Um exemplo é o trabalho desenvolvido pela ilustradora mineira Marilda Castanho, que apresentará neste ano o resultado da residência que fez em Tiradentes, em 2020, e que contou com a participação de moradores, inclusive crianças, da cidade histórica. “Dessa maneira, a população tiradentina não só restringe como público do festival Artes Vertentes, mas se torna também um participante ativo dessa programação”, garante o diretor artístico.
Programação terá reencontros e estreias
“A expectativa para a 10ª edição do Artes Vertentes é muito grande, sobretudo pelo desejo de encontrar um público que a cada ano se tornou mais fiel ao festival”, afirma o diretor artístico Gustavo Carvalho. A programação oficial, segundo o pianista, deve ser divulgada ainda neste mês, mas ele adianta ao Magazine algumas das atrações deste ano.
“A gente conta, nesta 10ª edição, com a vinda de alguns artistas que construíram uma história junto com o Artes Vertentes, que tem uma presença que marcou o festival nos últimos anos. Um deles é o pianista russo Jacob Katsnelson, que participou de várias edições do festival. Inclusive, é graças ao Artes Vertentes que ele hoje fala fluentemente português tal foi o entrosamento dele com a cidade”, conta Carvalho.
Ainda na música, o festival trará uma novidade. “Neste ano, ao lado da música clássica, que é um dos carros-chefe do festival Artes Vertentes, estamos preparando uma programação de músicas do mundo, de diversas origens, que terá como nome ‘Ritmos que Cruzaram o Atlântico’”, revela o diretor artístico. “É, também uma maneira de, através da água, realçar os diversos povos que foram tão importantes para a formação do povo brasileiro.
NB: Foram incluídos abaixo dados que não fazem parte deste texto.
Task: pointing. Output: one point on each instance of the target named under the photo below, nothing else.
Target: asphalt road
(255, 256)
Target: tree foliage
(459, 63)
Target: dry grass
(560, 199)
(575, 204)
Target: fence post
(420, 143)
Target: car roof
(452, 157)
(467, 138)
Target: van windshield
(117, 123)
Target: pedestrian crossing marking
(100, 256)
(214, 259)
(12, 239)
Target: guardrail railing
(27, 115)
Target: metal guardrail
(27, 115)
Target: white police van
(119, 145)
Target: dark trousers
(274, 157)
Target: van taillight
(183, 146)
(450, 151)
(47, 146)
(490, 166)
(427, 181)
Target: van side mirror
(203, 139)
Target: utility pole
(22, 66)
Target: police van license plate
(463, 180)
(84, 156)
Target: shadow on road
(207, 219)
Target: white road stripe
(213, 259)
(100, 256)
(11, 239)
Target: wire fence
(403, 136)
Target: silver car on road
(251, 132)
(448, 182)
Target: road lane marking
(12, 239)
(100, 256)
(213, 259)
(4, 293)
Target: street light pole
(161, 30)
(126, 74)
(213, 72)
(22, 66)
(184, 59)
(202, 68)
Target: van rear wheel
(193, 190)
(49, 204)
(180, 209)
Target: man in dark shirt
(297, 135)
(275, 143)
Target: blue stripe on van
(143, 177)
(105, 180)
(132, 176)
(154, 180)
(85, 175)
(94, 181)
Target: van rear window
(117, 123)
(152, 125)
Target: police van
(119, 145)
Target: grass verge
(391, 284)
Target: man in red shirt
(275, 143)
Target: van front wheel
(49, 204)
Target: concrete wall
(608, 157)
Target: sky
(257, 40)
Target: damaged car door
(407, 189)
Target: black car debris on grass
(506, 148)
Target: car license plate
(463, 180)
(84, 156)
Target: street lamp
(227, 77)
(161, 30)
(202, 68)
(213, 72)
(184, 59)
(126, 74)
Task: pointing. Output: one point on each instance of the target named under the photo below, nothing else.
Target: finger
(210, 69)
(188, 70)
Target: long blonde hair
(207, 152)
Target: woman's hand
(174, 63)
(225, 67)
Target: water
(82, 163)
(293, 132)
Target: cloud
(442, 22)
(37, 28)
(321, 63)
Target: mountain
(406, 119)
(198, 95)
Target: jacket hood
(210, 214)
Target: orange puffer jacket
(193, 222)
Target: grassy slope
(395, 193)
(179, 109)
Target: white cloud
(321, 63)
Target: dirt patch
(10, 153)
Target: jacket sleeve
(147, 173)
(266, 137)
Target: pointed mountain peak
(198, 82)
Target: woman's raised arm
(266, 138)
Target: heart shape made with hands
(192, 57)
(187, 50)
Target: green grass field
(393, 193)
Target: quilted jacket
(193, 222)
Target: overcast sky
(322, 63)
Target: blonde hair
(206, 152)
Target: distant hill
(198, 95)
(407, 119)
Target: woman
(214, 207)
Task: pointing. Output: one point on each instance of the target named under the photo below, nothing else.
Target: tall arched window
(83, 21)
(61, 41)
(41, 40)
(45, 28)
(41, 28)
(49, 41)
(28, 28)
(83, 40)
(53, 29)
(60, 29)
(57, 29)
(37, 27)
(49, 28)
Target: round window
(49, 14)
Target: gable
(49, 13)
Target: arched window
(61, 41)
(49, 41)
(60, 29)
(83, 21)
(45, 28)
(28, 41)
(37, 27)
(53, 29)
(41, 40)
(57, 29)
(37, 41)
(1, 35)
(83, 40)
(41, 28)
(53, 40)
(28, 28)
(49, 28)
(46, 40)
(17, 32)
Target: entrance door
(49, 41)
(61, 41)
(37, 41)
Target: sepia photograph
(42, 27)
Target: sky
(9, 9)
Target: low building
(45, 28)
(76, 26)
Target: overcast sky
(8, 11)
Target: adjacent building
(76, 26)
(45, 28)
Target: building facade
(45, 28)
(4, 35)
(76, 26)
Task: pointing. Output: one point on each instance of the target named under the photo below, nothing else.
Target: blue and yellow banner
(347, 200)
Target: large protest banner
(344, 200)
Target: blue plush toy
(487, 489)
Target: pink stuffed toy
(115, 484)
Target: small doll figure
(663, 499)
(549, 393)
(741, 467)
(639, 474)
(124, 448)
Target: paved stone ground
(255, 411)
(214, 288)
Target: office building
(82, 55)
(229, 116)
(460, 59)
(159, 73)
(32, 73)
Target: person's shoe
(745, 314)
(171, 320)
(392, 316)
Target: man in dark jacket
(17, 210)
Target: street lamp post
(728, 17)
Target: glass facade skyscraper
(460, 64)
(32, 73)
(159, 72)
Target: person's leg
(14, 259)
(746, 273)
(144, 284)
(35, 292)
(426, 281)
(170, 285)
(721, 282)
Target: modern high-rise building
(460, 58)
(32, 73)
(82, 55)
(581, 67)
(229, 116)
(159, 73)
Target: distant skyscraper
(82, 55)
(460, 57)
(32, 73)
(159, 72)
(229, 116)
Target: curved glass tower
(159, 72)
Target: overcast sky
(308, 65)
É uma programação que vai desde o congado, que é presente também em Tiradentes, até ritmos do Norte do Brasil e da costa Oeste africana”, comenta.
Nas artes visuais, quem também vai participar é o ilustrador mineiro Nelson Cruz. “Ele terá uma exposição, chamada ‘Benjamina’, e é uma série de obras que surgiram a partir do desmatamento das árvores Ficus benjaminas, na avenida Bernardo Monteiro, em Belo Horizonte. Quando o Nelson Cruz viu esse desmatamento acontecendo, ele sentiu essa necessidade de eternizar essas árvores como obra de arte e utilizou como matéria para isso o papelão, que de certa maneira é o destino de várias árvores cortadas. É uma obra que fala justamente da importância da reciclagem, de um consumismo consciente por meio da arte”, explica Gustavo Carvalho.